Uncovering Regional Disparities in Remote Work

Office utilization and remote work rates vary among different markets, indicating that the impact on the office sector differs across regions, according to the latest CommercialEdge report.

In comparison to coastal cities such as San Francisco, Texas cities like and Houston show higher office utilization rates. Image by Alan Wagner via iStockphotos.com

Kastle Systems’ survey shows Texas cities like Austin, Dallas and Houston have higher office utilization rates compared to coastal cities like San Francisco. The American Community Survey reveals that in 2022, 15.2 percent of U.S. workers primarily worked from home, down from 17.9 percent in 2021 but triple the rate in 2019. Boulder, Colo., had the highest remote work rate at 32 percent, followed by Austin, San Francisco, Raleigh, N.C., and Washington, D.C.

Despite Austin’s high remote work rate, it also shows strong office utilization growth due to a significant increase in office employment since 2020. The Household Pulse Survey, covering the 15 largest cities, indicates varying rates of remote work, with Washington, D.C., leading at 52.5 percent of households having at least one member working remotely, while Riverside, Calif., had the lowest at 17.7 percent.

READ ALSO: Has the Return-to-Office Trend Peaked?

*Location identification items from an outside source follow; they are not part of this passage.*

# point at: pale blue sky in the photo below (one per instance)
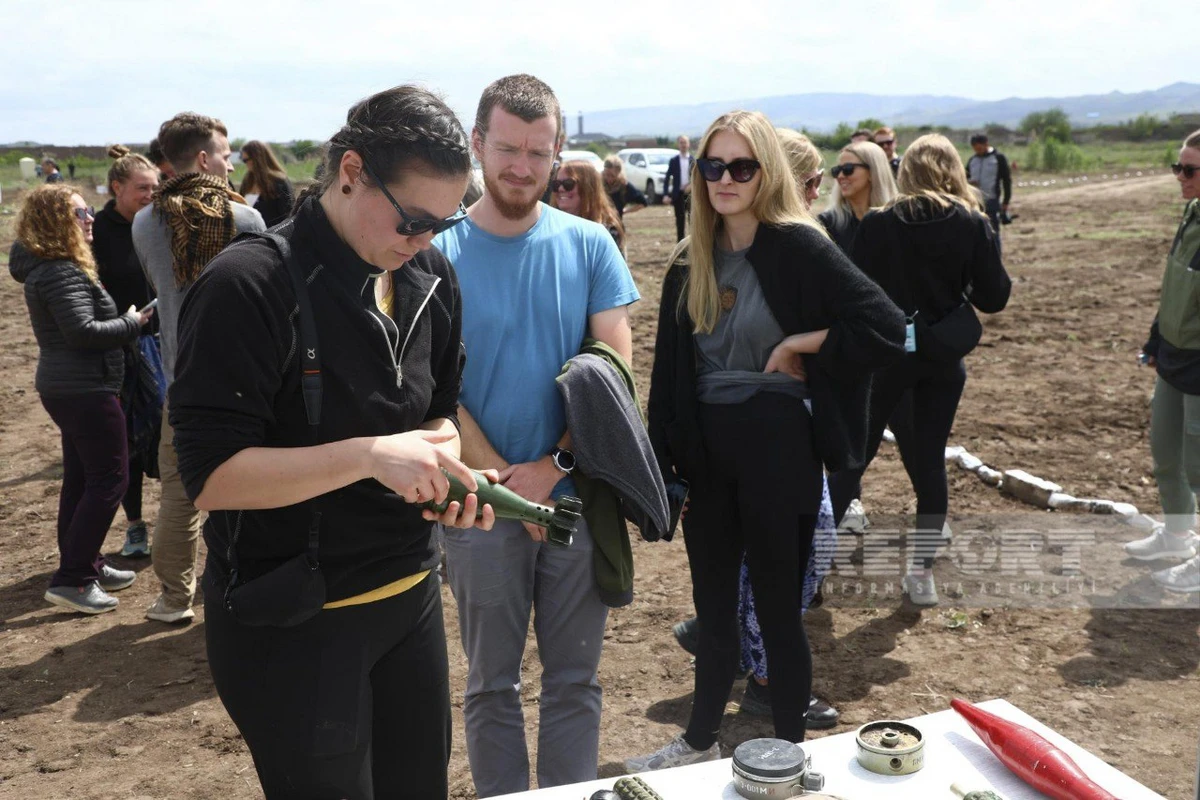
(97, 72)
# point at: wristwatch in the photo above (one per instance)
(564, 459)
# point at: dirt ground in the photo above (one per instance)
(119, 707)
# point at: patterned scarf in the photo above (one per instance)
(198, 210)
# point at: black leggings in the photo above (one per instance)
(760, 497)
(353, 703)
(921, 400)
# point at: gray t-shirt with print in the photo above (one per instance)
(731, 359)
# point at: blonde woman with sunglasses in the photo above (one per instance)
(935, 254)
(767, 337)
(862, 181)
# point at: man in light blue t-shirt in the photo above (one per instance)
(535, 282)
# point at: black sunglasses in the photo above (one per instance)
(415, 226)
(847, 169)
(741, 169)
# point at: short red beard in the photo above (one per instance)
(511, 210)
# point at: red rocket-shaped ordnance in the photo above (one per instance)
(1033, 759)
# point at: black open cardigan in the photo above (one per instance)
(809, 284)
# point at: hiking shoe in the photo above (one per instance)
(688, 635)
(1162, 545)
(137, 541)
(675, 753)
(756, 699)
(113, 579)
(88, 599)
(855, 519)
(922, 589)
(161, 612)
(1182, 577)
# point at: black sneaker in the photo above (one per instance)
(137, 545)
(688, 635)
(820, 715)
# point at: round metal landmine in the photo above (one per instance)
(773, 769)
(891, 747)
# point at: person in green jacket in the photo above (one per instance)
(1174, 350)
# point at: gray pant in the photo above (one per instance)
(1175, 447)
(497, 578)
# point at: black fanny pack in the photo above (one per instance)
(295, 590)
(286, 596)
(951, 337)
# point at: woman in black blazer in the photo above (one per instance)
(767, 336)
(933, 251)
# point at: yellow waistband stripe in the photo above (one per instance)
(382, 593)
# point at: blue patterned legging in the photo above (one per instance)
(825, 541)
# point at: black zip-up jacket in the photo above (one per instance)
(927, 258)
(79, 334)
(238, 385)
(120, 271)
(809, 286)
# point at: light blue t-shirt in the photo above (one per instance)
(526, 302)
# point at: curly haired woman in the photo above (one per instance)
(79, 371)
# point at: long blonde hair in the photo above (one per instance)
(777, 203)
(125, 163)
(931, 173)
(883, 186)
(47, 228)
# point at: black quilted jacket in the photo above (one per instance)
(79, 334)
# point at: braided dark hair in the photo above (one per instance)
(400, 128)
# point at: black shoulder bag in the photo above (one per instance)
(946, 340)
(295, 590)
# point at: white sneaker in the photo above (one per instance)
(1162, 545)
(1182, 577)
(855, 519)
(161, 612)
(922, 589)
(675, 753)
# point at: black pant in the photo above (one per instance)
(681, 202)
(94, 479)
(760, 497)
(921, 398)
(353, 703)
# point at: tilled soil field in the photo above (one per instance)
(120, 707)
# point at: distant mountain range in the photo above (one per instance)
(825, 110)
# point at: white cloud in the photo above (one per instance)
(81, 72)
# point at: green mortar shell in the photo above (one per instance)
(635, 788)
(559, 522)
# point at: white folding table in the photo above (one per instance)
(953, 755)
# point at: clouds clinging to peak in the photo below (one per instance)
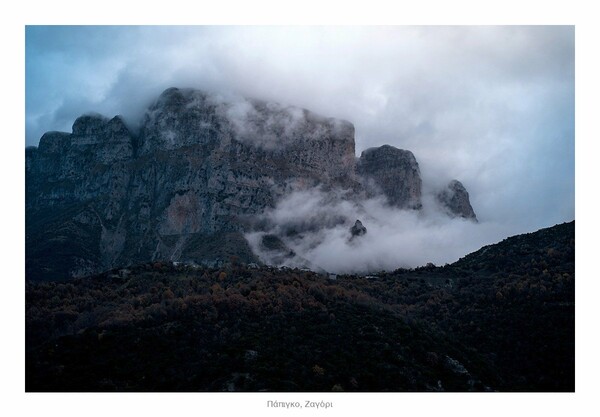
(490, 106)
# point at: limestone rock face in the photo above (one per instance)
(357, 230)
(394, 172)
(201, 165)
(194, 179)
(455, 199)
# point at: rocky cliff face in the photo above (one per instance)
(455, 199)
(393, 172)
(187, 186)
(201, 166)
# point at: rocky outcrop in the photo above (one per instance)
(393, 172)
(191, 182)
(357, 230)
(200, 167)
(455, 200)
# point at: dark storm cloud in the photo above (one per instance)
(490, 106)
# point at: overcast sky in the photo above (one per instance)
(490, 106)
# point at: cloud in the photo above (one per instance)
(316, 226)
(490, 106)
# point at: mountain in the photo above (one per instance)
(192, 181)
(499, 319)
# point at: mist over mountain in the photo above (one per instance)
(207, 176)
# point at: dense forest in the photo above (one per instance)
(500, 319)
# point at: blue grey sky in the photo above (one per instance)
(490, 106)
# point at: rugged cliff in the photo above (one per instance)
(190, 182)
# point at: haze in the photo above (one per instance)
(490, 106)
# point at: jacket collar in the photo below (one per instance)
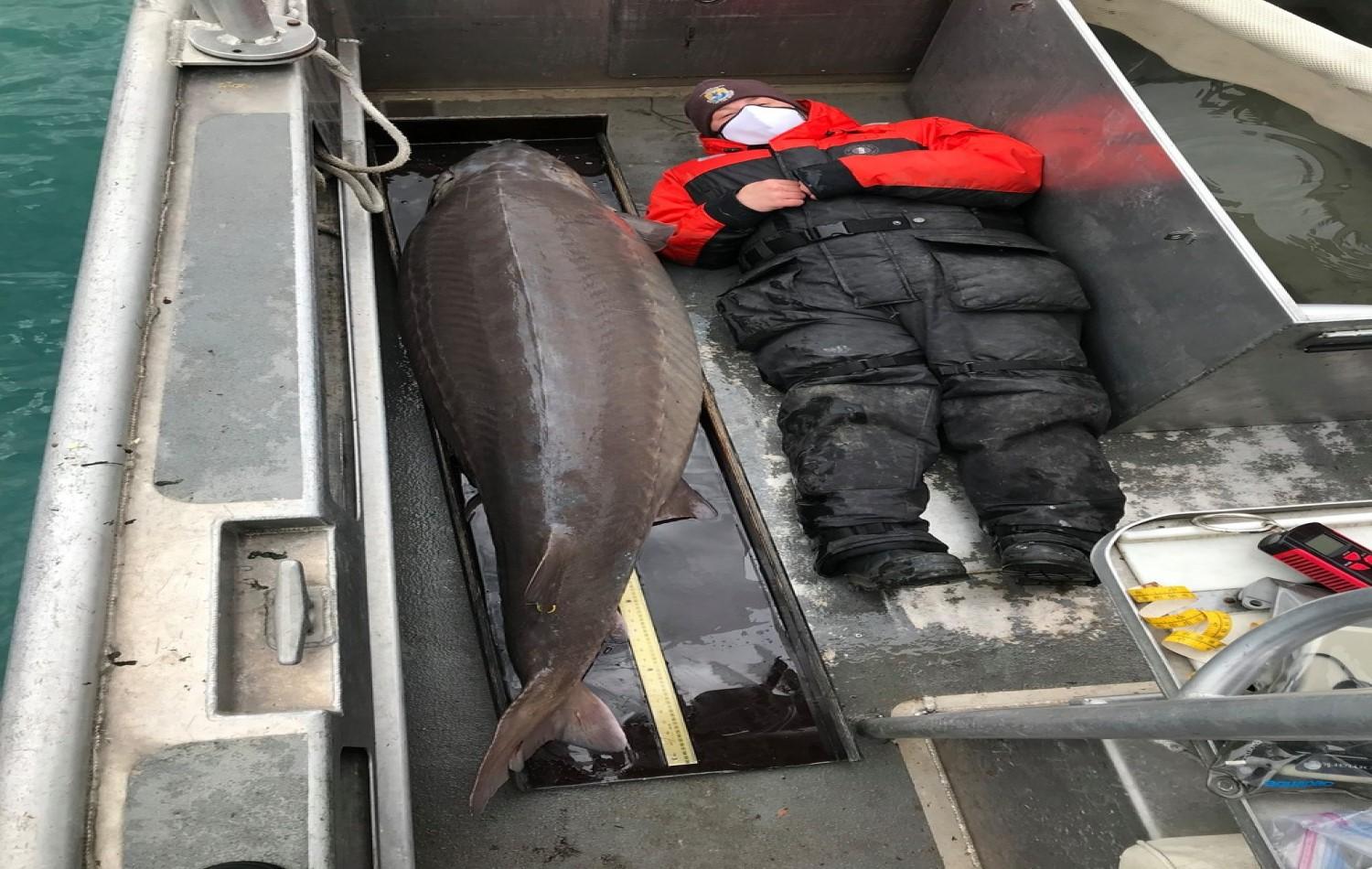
(820, 120)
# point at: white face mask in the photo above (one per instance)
(760, 123)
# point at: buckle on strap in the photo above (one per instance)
(991, 367)
(828, 231)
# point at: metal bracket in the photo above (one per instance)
(298, 616)
(241, 32)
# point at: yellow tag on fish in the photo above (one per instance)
(658, 682)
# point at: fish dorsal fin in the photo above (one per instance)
(653, 233)
(683, 503)
(546, 583)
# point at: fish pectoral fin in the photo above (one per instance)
(546, 583)
(653, 233)
(586, 721)
(582, 720)
(545, 712)
(683, 503)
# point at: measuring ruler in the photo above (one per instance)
(652, 671)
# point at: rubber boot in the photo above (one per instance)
(903, 569)
(1043, 558)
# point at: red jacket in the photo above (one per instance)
(935, 159)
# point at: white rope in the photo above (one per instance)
(353, 175)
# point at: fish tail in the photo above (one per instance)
(546, 710)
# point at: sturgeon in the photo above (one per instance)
(560, 364)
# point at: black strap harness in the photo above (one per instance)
(916, 357)
(762, 250)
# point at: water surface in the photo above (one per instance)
(57, 69)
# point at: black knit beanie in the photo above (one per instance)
(715, 92)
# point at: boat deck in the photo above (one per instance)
(1025, 805)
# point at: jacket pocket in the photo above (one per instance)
(1004, 272)
(763, 305)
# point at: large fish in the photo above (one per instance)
(560, 364)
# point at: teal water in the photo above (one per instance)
(58, 59)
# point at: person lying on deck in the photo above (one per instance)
(892, 291)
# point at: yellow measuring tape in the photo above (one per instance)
(652, 671)
(1163, 607)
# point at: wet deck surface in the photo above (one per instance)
(881, 649)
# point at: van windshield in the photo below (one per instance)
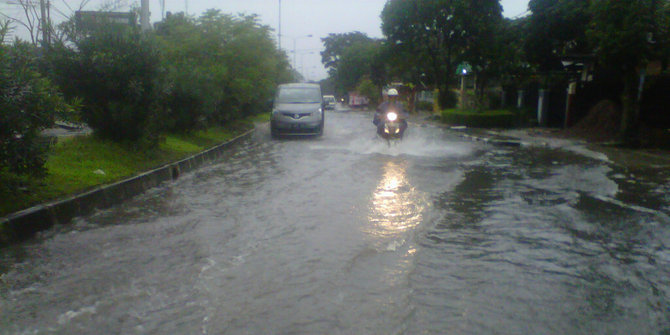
(305, 95)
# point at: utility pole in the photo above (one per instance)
(45, 26)
(144, 15)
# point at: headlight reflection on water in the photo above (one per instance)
(396, 205)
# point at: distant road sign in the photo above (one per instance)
(94, 18)
(463, 69)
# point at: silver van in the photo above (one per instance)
(297, 110)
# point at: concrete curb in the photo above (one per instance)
(25, 224)
(493, 141)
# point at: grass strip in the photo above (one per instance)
(77, 164)
(485, 119)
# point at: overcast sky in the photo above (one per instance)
(299, 18)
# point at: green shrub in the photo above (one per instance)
(29, 103)
(117, 74)
(488, 119)
(220, 68)
(447, 98)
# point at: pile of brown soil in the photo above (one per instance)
(601, 124)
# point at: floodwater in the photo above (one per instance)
(345, 234)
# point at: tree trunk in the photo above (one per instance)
(630, 111)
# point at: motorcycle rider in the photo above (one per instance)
(394, 104)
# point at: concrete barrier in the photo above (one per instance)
(25, 224)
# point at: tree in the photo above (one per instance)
(220, 68)
(29, 103)
(626, 36)
(117, 72)
(556, 28)
(437, 33)
(335, 45)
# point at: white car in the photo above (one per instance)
(330, 101)
(297, 110)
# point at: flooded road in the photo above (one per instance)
(346, 235)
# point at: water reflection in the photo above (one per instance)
(396, 205)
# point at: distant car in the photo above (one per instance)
(297, 110)
(330, 101)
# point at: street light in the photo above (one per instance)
(302, 60)
(294, 49)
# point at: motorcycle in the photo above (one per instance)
(391, 126)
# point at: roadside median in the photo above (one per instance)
(24, 224)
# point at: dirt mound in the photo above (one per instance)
(602, 123)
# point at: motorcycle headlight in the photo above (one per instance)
(392, 116)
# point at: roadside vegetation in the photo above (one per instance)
(611, 50)
(149, 97)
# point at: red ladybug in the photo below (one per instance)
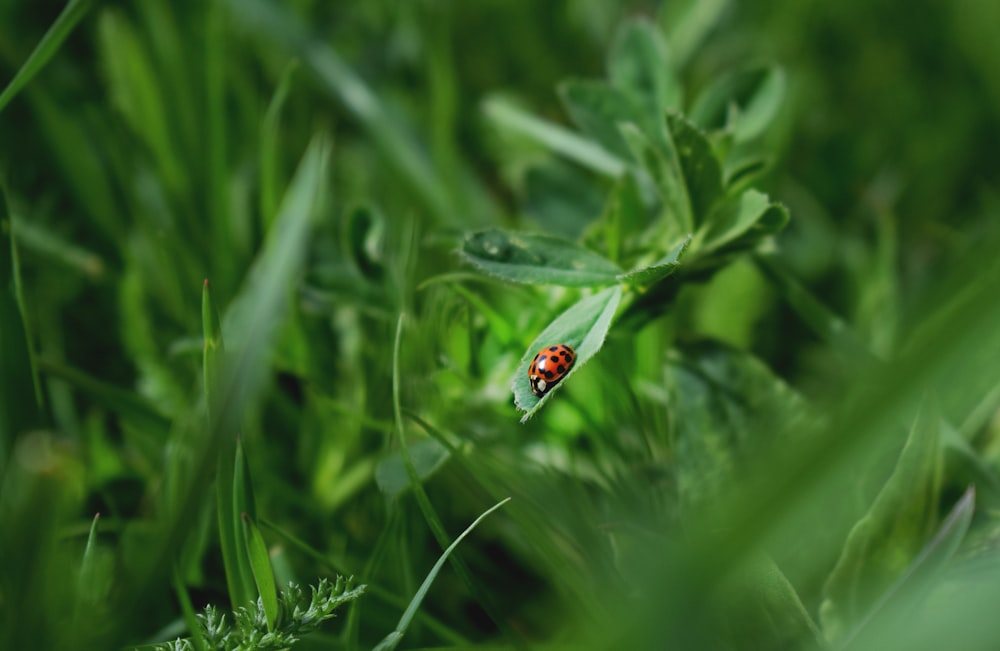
(549, 366)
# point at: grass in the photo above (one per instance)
(273, 273)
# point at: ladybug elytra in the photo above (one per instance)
(550, 365)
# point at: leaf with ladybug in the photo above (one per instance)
(537, 259)
(583, 329)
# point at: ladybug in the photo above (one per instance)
(549, 366)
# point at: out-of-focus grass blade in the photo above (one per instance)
(212, 334)
(20, 398)
(426, 457)
(232, 487)
(556, 138)
(640, 63)
(654, 273)
(188, 612)
(392, 639)
(269, 140)
(884, 542)
(71, 14)
(688, 23)
(126, 404)
(891, 612)
(396, 142)
(252, 323)
(597, 108)
(89, 564)
(828, 326)
(659, 159)
(414, 480)
(263, 575)
(51, 246)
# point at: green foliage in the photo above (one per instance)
(253, 629)
(768, 232)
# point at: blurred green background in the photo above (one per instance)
(153, 150)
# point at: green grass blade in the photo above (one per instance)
(263, 573)
(71, 15)
(253, 322)
(392, 639)
(654, 273)
(556, 138)
(21, 397)
(415, 476)
(212, 333)
(894, 607)
(395, 139)
(123, 402)
(827, 325)
(188, 612)
(270, 179)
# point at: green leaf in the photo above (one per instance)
(554, 137)
(718, 395)
(699, 166)
(660, 162)
(760, 604)
(263, 574)
(598, 109)
(688, 22)
(654, 273)
(536, 259)
(212, 338)
(584, 326)
(20, 399)
(270, 139)
(392, 640)
(824, 323)
(72, 13)
(884, 542)
(640, 64)
(396, 140)
(427, 456)
(739, 225)
(894, 608)
(743, 102)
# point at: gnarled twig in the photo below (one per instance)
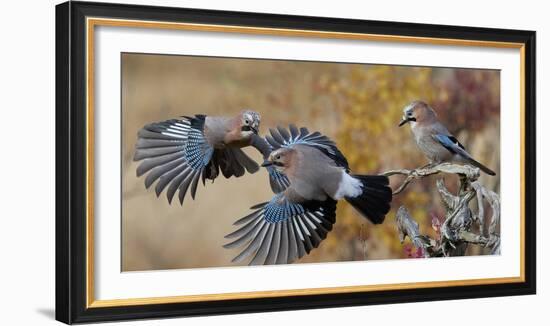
(456, 230)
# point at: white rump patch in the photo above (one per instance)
(348, 187)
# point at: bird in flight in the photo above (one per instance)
(179, 152)
(312, 176)
(433, 139)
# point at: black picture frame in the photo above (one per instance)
(71, 158)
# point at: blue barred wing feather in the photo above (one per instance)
(174, 152)
(281, 231)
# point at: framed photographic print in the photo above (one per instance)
(213, 162)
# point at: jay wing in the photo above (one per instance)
(174, 152)
(455, 147)
(177, 153)
(281, 137)
(281, 231)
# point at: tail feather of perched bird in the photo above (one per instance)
(433, 139)
(299, 216)
(177, 153)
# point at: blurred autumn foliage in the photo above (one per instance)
(358, 106)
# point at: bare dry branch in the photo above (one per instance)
(456, 230)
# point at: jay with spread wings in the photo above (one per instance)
(309, 175)
(179, 152)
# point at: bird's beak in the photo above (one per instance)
(267, 163)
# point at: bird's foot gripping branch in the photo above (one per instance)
(457, 230)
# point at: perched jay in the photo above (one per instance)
(433, 139)
(297, 219)
(179, 152)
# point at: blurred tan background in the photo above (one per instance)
(358, 106)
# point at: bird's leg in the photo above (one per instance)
(427, 166)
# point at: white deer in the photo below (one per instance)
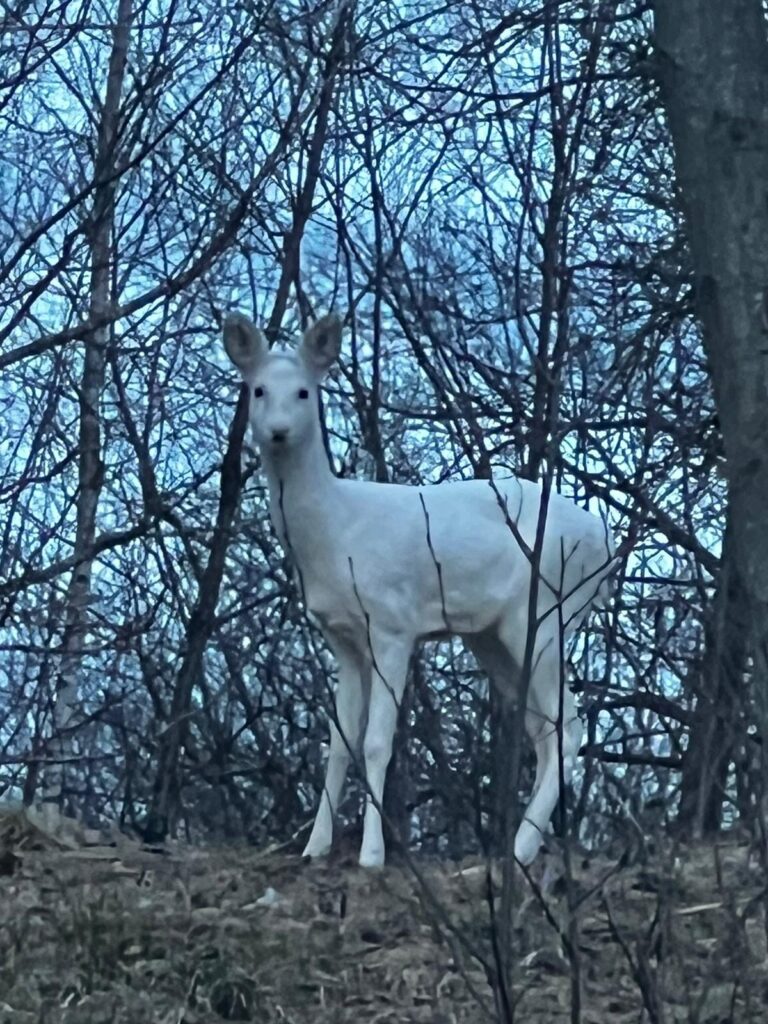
(384, 565)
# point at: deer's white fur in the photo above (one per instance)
(384, 565)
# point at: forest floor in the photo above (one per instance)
(118, 933)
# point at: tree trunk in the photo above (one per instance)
(90, 467)
(713, 69)
(717, 724)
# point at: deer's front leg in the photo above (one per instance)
(345, 733)
(391, 656)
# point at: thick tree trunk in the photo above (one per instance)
(713, 69)
(90, 468)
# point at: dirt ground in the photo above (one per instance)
(94, 932)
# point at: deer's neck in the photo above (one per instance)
(301, 496)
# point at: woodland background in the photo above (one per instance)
(487, 193)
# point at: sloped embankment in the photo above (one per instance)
(116, 933)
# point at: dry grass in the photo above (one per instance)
(93, 934)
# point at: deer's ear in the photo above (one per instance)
(321, 345)
(245, 344)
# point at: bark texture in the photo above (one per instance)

The office-using sector added 12,000 jobs in February, and office-using sectors expanded by just 0.6 percent annually, trailing the broader labor market’s 1.8 percent growth rate. Some 2,000 jobs were added in information, 9,000 in professional and business services and 1,000 in financial service sectors. Among the 120 markets surveyed by CommercialEdge, 71 experienced a decrease in year-over-year office employment.

The national office vacancy rate clocked in at 17.9 percent at the end of February, a 140-basis-point increase from the same time in 2023. Vacancy recorded the highest increases in Detroit (1080 basis points), San Francisco (480 basis points), Denver (450 basis points), Seattle (430 basis points) and Dallas (430 basis points).

National full-service equivalent listing rates averaged $37.83 per square foot in February, down 120 basis points year-over-year but 48 cents more than in the previous month. Some of the markets with the highest increases in average in-place rent were Boston (21.5 percent year-over-year), Tampa (8.4 percent) and Miami (5.8 percent).

Boston dominates office construction activity

The under-construction pipeline continued to dwarf, with CommercialEdge reporting 94.2 million square feet of new office space underway as of February, which represented 1.4 percent of the total stock. Although venture capital funding for life science companies has slowed and demand softened, lab space development remains prominent. Boston leads the nation in pipeline growth with a 14.5 million-square-foot pipeline, fueled by new lab space. Over two-thirds of the ongoing construction within the metro is primarily dedicated to life science usage.

In San Diego, the active pipeline totaled a little over 5 million square feet, representing 5.3 percent of total stock. Nashville, Tenn., had 2.7 million square feet of office space underway, or 4.7 percent of stock. San Francisco and Seattle had some 5.8 million square feet of office space under construction, accounting for 3.6 and 4.1 percent of stock, respectively.

Office investment in the first two months of 2024 totaled $3.6 billion. At the same time, the average sale price for a property stood at $179 per square foot. Washington, D.C. spearheaded office investment, amounting to $429 million in total.